Monday, March 31, 2008
MLS Opening Weekend

Couple thoughts on an interesting MLS First Kick weekend...
DC United didn't look bad to me, per se, aside from a surprising lack of incisiveness in the attacking third. But the team definitely looked distracted. And perhaps I would be distracted, too, if I was facing a midweek trip to play a hugely important match against quality opposition at 7,000+ feet in a distant corner of a hostile land where your club's history and record is simply dreadful.
How many times must the lesson of the MLS playoffs and the fall stretch run be rehashed, year after year? League matches in March and April are only important to expansion teams, poor teams or teams otherwise lacking in confidence and structure. We're not going to see the true colors of DC or Houston for another month or so.
Many people are talking/blogging about how bad the LA Galaxy are. And yes, they are quite bad right now.

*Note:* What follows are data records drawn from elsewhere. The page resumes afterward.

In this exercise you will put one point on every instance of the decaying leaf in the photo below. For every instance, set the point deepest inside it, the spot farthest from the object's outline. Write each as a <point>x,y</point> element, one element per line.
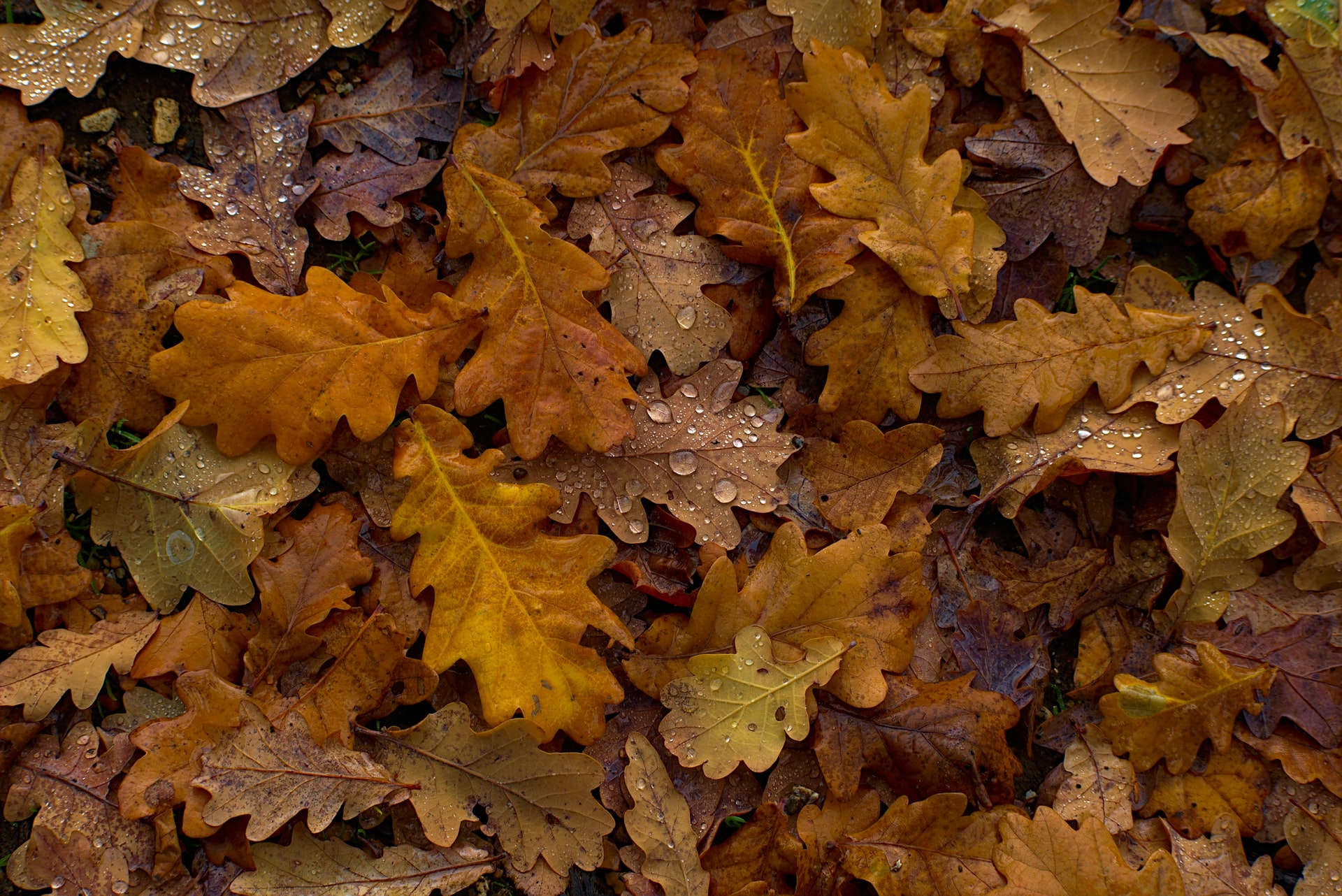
<point>254,188</point>
<point>1051,360</point>
<point>509,601</point>
<point>656,275</point>
<point>854,592</point>
<point>695,451</point>
<point>182,513</point>
<point>1231,478</point>
<point>1105,93</point>
<point>874,144</point>
<point>39,294</point>
<point>264,364</point>
<point>752,188</point>
<point>310,865</point>
<point>744,707</point>
<point>39,675</point>
<point>862,474</point>
<point>1188,704</point>
<point>603,94</point>
<point>659,824</point>
<point>271,774</point>
<point>557,364</point>
<point>540,802</point>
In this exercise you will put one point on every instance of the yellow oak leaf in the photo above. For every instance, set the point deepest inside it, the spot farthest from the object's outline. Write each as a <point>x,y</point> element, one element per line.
<point>507,600</point>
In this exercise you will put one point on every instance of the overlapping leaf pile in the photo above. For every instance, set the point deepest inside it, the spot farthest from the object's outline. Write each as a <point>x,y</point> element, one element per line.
<point>795,448</point>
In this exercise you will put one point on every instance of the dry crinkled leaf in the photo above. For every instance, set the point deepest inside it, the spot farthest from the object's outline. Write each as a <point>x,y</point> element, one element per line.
<point>882,333</point>
<point>315,867</point>
<point>1259,198</point>
<point>391,113</point>
<point>182,514</point>
<point>509,600</point>
<point>1229,481</point>
<point>1106,94</point>
<point>1317,840</point>
<point>862,474</point>
<point>302,586</point>
<point>367,184</point>
<point>1318,494</point>
<point>70,48</point>
<point>744,707</point>
<point>659,824</point>
<point>203,636</point>
<point>1016,465</point>
<point>1234,781</point>
<point>1190,703</point>
<point>41,293</point>
<point>264,364</point>
<point>1308,101</point>
<point>1215,865</point>
<point>874,144</point>
<point>1037,187</point>
<point>1097,783</point>
<point>1046,858</point>
<point>656,275</point>
<point>693,451</point>
<point>254,189</point>
<point>235,49</point>
<point>1051,360</point>
<point>853,591</point>
<point>1292,357</point>
<point>752,188</point>
<point>538,802</point>
<point>603,94</point>
<point>271,774</point>
<point>547,352</point>
<point>835,23</point>
<point>62,660</point>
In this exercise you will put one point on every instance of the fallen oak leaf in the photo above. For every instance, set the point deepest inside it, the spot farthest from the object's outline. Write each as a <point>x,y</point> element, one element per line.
<point>752,695</point>
<point>39,675</point>
<point>265,364</point>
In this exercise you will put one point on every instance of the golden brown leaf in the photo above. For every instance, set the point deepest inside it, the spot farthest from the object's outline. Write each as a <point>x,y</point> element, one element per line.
<point>1190,703</point>
<point>874,144</point>
<point>1234,781</point>
<point>557,364</point>
<point>1046,858</point>
<point>1258,198</point>
<point>862,474</point>
<point>1105,93</point>
<point>315,867</point>
<point>271,774</point>
<point>853,591</point>
<point>1229,481</point>
<point>693,452</point>
<point>70,48</point>
<point>659,824</point>
<point>264,364</point>
<point>656,275</point>
<point>41,293</point>
<point>182,513</point>
<point>752,188</point>
<point>882,333</point>
<point>603,94</point>
<point>39,675</point>
<point>301,586</point>
<point>203,636</point>
<point>509,601</point>
<point>744,707</point>
<point>540,802</point>
<point>236,49</point>
<point>1051,360</point>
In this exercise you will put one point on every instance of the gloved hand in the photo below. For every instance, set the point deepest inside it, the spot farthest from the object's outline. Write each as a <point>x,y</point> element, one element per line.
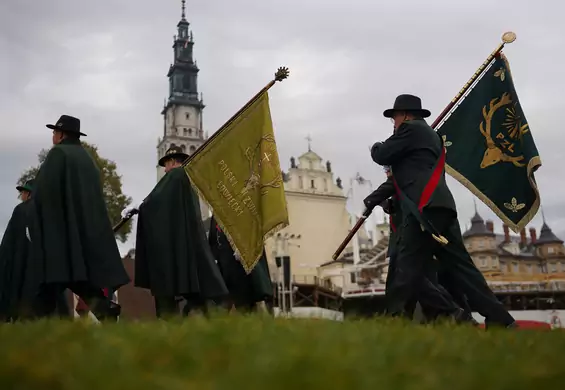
<point>371,201</point>
<point>388,206</point>
<point>131,210</point>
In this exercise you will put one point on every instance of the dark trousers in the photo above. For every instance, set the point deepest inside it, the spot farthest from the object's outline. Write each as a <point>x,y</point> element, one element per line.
<point>415,273</point>
<point>430,313</point>
<point>457,267</point>
<point>49,300</point>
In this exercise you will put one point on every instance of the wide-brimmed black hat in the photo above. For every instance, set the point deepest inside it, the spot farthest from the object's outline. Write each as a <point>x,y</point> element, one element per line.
<point>28,186</point>
<point>67,124</point>
<point>173,152</point>
<point>407,103</point>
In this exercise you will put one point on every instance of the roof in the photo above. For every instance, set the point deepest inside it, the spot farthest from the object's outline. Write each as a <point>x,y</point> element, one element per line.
<point>547,236</point>
<point>310,155</point>
<point>478,228</point>
<point>365,254</point>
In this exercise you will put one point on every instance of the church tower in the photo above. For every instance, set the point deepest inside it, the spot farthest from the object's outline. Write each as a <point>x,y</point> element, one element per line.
<point>182,112</point>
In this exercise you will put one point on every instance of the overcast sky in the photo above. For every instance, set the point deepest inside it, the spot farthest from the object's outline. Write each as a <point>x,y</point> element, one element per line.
<point>106,61</point>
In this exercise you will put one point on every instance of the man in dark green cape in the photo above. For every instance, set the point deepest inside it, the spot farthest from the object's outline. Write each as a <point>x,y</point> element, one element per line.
<point>72,239</point>
<point>17,289</point>
<point>439,276</point>
<point>172,255</point>
<point>248,292</point>
<point>416,155</point>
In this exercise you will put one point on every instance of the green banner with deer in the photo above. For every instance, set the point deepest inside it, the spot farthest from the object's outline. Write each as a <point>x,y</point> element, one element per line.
<point>491,150</point>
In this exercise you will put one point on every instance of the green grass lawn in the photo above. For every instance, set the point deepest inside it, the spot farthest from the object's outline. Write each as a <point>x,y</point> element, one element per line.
<point>228,352</point>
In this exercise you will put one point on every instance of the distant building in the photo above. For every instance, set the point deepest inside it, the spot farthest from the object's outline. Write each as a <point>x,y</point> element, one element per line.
<point>318,217</point>
<point>182,112</point>
<point>510,263</point>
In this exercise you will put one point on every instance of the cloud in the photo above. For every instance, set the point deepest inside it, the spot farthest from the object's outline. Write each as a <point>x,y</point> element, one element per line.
<point>106,63</point>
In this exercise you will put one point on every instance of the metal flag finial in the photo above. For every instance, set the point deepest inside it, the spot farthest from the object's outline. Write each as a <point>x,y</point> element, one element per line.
<point>508,37</point>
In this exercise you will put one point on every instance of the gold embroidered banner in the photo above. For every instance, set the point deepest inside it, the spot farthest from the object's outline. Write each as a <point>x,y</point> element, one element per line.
<point>238,173</point>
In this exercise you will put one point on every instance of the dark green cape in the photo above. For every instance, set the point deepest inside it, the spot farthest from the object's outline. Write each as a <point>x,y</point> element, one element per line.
<point>17,284</point>
<point>73,239</point>
<point>172,256</point>
<point>245,290</point>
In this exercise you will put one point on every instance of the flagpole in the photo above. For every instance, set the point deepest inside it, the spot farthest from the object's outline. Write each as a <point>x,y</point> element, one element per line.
<point>281,74</point>
<point>507,37</point>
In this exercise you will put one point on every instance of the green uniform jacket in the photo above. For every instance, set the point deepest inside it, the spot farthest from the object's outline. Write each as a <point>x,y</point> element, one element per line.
<point>412,151</point>
<point>17,284</point>
<point>172,255</point>
<point>244,289</point>
<point>72,235</point>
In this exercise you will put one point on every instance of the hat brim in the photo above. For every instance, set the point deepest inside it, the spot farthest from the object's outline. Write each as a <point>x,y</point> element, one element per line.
<point>423,112</point>
<point>53,127</point>
<point>162,160</point>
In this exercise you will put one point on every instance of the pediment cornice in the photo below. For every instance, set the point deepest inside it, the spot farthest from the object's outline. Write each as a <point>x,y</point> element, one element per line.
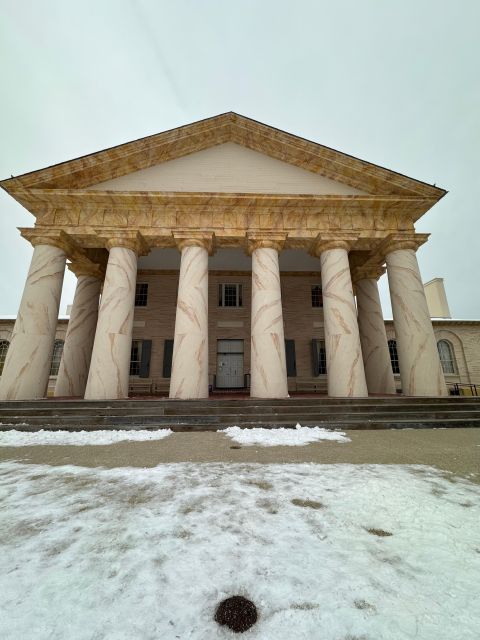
<point>229,127</point>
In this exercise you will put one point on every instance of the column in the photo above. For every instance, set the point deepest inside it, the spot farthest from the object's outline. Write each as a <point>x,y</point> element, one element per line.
<point>420,369</point>
<point>27,367</point>
<point>373,337</point>
<point>189,378</point>
<point>110,364</point>
<point>268,367</point>
<point>77,351</point>
<point>345,372</point>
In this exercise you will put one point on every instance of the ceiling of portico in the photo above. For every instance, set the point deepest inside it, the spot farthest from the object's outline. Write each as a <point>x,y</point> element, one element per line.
<point>228,168</point>
<point>229,260</point>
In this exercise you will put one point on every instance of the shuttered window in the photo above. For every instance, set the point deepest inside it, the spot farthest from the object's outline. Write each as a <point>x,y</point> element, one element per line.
<point>319,357</point>
<point>167,358</point>
<point>291,359</point>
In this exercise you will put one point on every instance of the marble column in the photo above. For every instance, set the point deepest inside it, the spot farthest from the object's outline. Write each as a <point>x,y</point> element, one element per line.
<point>77,351</point>
<point>345,371</point>
<point>373,337</point>
<point>420,369</point>
<point>268,368</point>
<point>27,367</point>
<point>189,378</point>
<point>110,363</point>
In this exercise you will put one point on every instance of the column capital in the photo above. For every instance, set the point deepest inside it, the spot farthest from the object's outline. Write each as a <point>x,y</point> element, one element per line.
<point>118,238</point>
<point>396,241</point>
<point>265,241</point>
<point>86,269</point>
<point>205,240</point>
<point>372,272</point>
<point>52,237</point>
<point>326,241</point>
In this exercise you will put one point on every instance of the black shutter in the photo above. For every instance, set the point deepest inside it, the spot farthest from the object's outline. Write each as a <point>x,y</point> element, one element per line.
<point>145,359</point>
<point>291,360</point>
<point>315,360</point>
<point>167,358</point>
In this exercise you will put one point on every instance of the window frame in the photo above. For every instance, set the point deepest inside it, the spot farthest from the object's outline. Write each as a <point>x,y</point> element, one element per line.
<point>222,296</point>
<point>451,357</point>
<point>141,296</point>
<point>3,353</point>
<point>54,362</point>
<point>135,364</point>
<point>393,351</point>
<point>316,290</point>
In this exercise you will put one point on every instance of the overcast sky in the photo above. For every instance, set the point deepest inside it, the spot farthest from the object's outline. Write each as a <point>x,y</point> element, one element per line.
<point>394,82</point>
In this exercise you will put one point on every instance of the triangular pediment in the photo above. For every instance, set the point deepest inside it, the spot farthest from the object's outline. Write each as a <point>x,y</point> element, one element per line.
<point>227,168</point>
<point>225,153</point>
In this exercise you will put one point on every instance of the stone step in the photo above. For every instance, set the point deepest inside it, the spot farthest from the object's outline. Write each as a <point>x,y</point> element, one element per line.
<point>208,426</point>
<point>236,418</point>
<point>169,410</point>
<point>241,402</point>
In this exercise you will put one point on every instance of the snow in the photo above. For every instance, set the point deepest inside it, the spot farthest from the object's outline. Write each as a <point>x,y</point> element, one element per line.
<point>136,554</point>
<point>283,437</point>
<point>15,438</point>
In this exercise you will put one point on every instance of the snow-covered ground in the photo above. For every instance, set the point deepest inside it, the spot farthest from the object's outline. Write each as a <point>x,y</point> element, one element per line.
<point>330,552</point>
<point>283,437</point>
<point>16,438</point>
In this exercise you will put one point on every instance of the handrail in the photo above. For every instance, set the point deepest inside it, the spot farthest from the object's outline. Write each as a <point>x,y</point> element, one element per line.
<point>456,386</point>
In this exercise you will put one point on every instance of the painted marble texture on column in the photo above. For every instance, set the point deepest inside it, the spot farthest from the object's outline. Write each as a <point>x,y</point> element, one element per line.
<point>190,348</point>
<point>268,369</point>
<point>420,368</point>
<point>27,366</point>
<point>373,338</point>
<point>77,351</point>
<point>110,364</point>
<point>345,372</point>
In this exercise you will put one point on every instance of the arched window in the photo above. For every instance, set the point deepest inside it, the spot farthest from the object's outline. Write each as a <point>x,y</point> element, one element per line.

But the sight of David Beckham with time and space, looking upfield with the ball at his feet, is still exciting and even wondrous for the soccer fan to behold. Carlos Ruiz's knee injury is highly troubling for LA but if they would just throw on a few frontrunners with speed, basic finishing ability or, perish the thought, BOTH, I think they'll be scoring goals routinely.
And finally, I must say I was truly gratified by a thought that struck me during one brief, unremarkable passage in the LA-Colorado rout...I believe it began with the Rapids' delightfully odd netminder Bouna Coundoul taking umbrage at the manner in which Ruiz threw himself (studs first, of course) at a hopeful ball served into the Colorado penalty box, and subsequently chased down Little Fishy to poke, confront and otherwise 'ice-grill,' or 'mean-mug,' if you will, the Galaxy striker. Rapids defender Kosuke Kimura, who I am told is the first Japanese player in MLS history, played the voice of reason as he attempted to restrain his strangely perturbed goalkeeper...though I'm not sure just how he'd get his point across...
I know that MLS was founded as a legacy of the 1994 World Cup to promote the sport to the xenophobia-inclined sports fans of this country and help develop the American player, etc etc. But how can a lifelong U.S. soccer devotee not take heart -- and also be entertained -- when he tunes in to an opening day broadcast of his 12-year-old domestic league, and gets to watch a big, quirky Senegalese goalie yelling at a widely-despised Guatemalan hitman while a scandalized-looking Japanese teammate intervenes and a world-renowned English legend looks on...in a contest wherein a creative little Argentinian earns Man of the Match honors?
Diversity is good for MLS. Internationalism and cosmopolitanism is good for MLS. And I am thrilled, not worried, to witness faint echoes of NASL's 'foreign legions' in the league today.